40) Resposta: (E) I, II e IV. As afirmativas I, II e IV estão corretas, assim sendo a resposta a ser marcada é a letra E. A afirmativa III está errada, pois no período em tela – entre o fim do século XIX e o início do século XX – a economia capitalista passou por algumas crises econômicas e em muitas ocasiões políticas protecionistas foram ativadas em repostas à volatilidade do mercado. Não sendo adequado, portanto, a descrição de “um ambiente internacional de contínua prosperidade, abundância e paz”.

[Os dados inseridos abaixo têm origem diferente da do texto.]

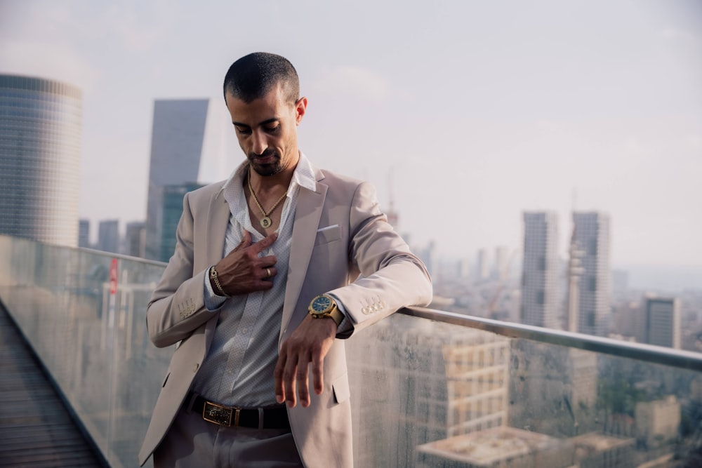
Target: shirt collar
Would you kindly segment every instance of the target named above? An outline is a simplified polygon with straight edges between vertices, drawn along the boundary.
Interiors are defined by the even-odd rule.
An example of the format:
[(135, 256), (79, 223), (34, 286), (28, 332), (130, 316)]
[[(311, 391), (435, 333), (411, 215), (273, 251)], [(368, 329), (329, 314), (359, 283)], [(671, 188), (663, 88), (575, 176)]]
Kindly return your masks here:
[[(224, 183), (220, 192), (224, 192), (224, 198), (230, 205), (244, 193), (244, 178), (246, 176), (246, 171), (249, 170), (249, 161), (244, 161), (239, 165), (232, 175), (229, 176)], [(288, 196), (294, 193), (297, 186), (304, 187), (314, 192), (317, 190), (317, 181), (314, 179), (314, 170), (312, 168), (312, 163), (307, 159), (305, 154), (300, 152), (300, 159), (298, 160), (298, 165), (293, 173), (293, 178), (290, 181), (288, 187)], [(237, 188), (239, 188), (237, 190)]]

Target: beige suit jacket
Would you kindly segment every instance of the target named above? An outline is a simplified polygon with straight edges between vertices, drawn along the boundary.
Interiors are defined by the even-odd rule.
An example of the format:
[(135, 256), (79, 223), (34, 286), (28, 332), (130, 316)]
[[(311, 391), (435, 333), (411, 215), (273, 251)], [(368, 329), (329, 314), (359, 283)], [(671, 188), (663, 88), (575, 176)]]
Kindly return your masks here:
[[(322, 293), (339, 299), (355, 333), (398, 309), (431, 300), (426, 269), (388, 223), (372, 186), (328, 171), (314, 173), (316, 190), (301, 188), (298, 194), (279, 346)], [(180, 345), (139, 453), (140, 464), (163, 440), (212, 342), (219, 312), (205, 309), (203, 284), (206, 270), (222, 258), (224, 249), (230, 209), (222, 187), (219, 182), (185, 195), (176, 252), (149, 304), (152, 341), (159, 347)], [(288, 409), (293, 436), (306, 467), (350, 467), (343, 340), (335, 340), (324, 366), (322, 394), (312, 394), (307, 408)]]

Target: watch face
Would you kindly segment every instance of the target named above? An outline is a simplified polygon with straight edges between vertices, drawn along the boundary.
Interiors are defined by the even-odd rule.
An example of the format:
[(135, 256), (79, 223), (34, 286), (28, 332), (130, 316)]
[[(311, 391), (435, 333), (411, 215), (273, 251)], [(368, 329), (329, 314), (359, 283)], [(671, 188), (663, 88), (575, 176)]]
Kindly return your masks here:
[(312, 303), (312, 309), (315, 312), (323, 313), (331, 307), (331, 300), (326, 296), (319, 296)]

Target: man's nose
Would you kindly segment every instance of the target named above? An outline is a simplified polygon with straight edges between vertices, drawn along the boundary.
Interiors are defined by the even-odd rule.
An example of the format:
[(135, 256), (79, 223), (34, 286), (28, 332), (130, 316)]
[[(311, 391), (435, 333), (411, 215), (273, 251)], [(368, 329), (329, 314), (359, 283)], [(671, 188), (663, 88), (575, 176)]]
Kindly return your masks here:
[(268, 148), (268, 142), (266, 139), (266, 136), (263, 132), (256, 131), (253, 132), (253, 147), (251, 148), (251, 151), (256, 154), (261, 154)]

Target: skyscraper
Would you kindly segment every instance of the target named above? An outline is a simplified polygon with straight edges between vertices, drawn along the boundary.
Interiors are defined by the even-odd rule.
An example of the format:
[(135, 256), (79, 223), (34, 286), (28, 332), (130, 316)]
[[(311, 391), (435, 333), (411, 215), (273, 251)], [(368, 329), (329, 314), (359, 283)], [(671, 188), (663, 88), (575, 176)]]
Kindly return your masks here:
[(124, 234), (124, 253), (132, 257), (145, 255), (146, 225), (141, 221), (128, 222)]
[(82, 107), (71, 85), (0, 75), (0, 234), (78, 245)]
[(168, 262), (176, 250), (176, 229), (183, 214), (183, 197), (188, 192), (199, 189), (199, 184), (166, 185), (161, 198), (161, 241), (157, 260)]
[(78, 221), (78, 246), (90, 247), (90, 221), (88, 220)]
[(98, 226), (98, 250), (119, 253), (119, 221), (106, 220)]
[(680, 348), (680, 303), (675, 297), (648, 296), (644, 299), (644, 333), (639, 340), (670, 348)]
[[(234, 131), (224, 101), (208, 99), (157, 100), (154, 103), (146, 257), (161, 255), (163, 191), (167, 185), (205, 184), (226, 179), (241, 155), (234, 156)], [(171, 250), (168, 254), (173, 253)]]
[(524, 213), (520, 320), (526, 325), (559, 328), (557, 220), (551, 211)]
[(581, 250), (578, 332), (607, 334), (611, 302), (609, 216), (598, 212), (573, 213), (572, 242)]

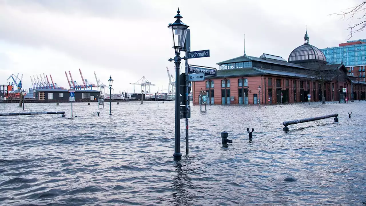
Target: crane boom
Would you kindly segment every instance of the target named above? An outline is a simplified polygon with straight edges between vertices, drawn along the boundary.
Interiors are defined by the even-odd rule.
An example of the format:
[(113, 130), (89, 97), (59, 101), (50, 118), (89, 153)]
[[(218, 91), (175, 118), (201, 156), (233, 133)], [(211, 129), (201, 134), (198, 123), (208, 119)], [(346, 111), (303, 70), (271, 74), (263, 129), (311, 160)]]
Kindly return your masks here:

41) Resposta: (B) Os trabalhadores conseguiram disseminar uma experiência de reivindicações, consolidando ideais e práticas de luta. Essas transformações foram fruto de uma ação cotidiana, que se realizava nas fábricas, nas associações de classe e nas ruas, sofrendo sistemática recusa dos patrões, mas contando com amplo apoio do Estado e da polícia. A afirmação está correta no que se refere à disseminação e consolidação de práticas e ideais de luta. Também sobre como eram praticadas as ações que levaram a essas transformações e sobre a recusa sistemática dos patrões. Contudo, está incorreto ao afirmar que os trabalhadores contaram com amplo apoio do Estado e da polícia, já que a polícia, com o aval do Estado, praticou a coerção, perseguição e repressão a todo tipo de ação envolvendo os operários, fosse por meio de greves coletivas ou de protestos individuais contra as mais diversas formas de arbitrariedades a que estavam sujeitos no espaço de trabalho e fora dele. Essas ações dos trabalhadores eram consideradas ameaças à ordem social. Nesse momento a questão social era considerada “questão de polícia”. Ou seja, considera-se que devia se reprimida e não solucionada.

42) Resposta: (D) a participação no conflito garantiu à diplomacia brasileira participação na Liga das Nações, órgão criado em 1919 para solucionar conflitos internacionais e garantir a paz mundial. A alternativa (A) está incorreta porque a presença brasileira só se efetiva com a declaração de Guerra em 26 de outubro de 1917, ou seja, já na parte final do conflito. Também pode-se dizer que a participação não foi decisiva para os combates, visto que o contingente foi modesto. Uma força naval de seis navios com cerca de 1500 homens, um corpo de aviadores e uma missão médico-militar que não contava com equipamentos modernos, enfrentou problemas diversos problemas na costa da África como a disseminação da gripe espanhola entre os tripulantes da frota. A alternativa (B) está incorreta porque as forças brasileiras combateram ao lado da Tríplice Entente (Inglaterra, França e Rússia), contra o bloco em que participava o Império Alemão (Tríplice Aliança) A alternativa (C) está incorreta porque embora o cenário de guerra tenha dificultado a importação de bens de capital, foi possível notar algum crescimento industrial, em especial no setor têxtil que vivenciou o surgimento de inúmeras novas empresas e ampliou significativamente o número de postos de trabalho oferecidos. A alternativa (E) está incorreta porque embora os combates tenham sido travados grosso modo na Europa, os debates na imprensa e na opinião pública brasileira acerca da participação ou não na Guerra foram intensos. Organizações como a Liga de Defesa Nacional, a Liga Nacionalista e a Liga de Defesa dos Aliados, por exemplo, também pressionaram o governo para uma postura mais efetiva no conflito.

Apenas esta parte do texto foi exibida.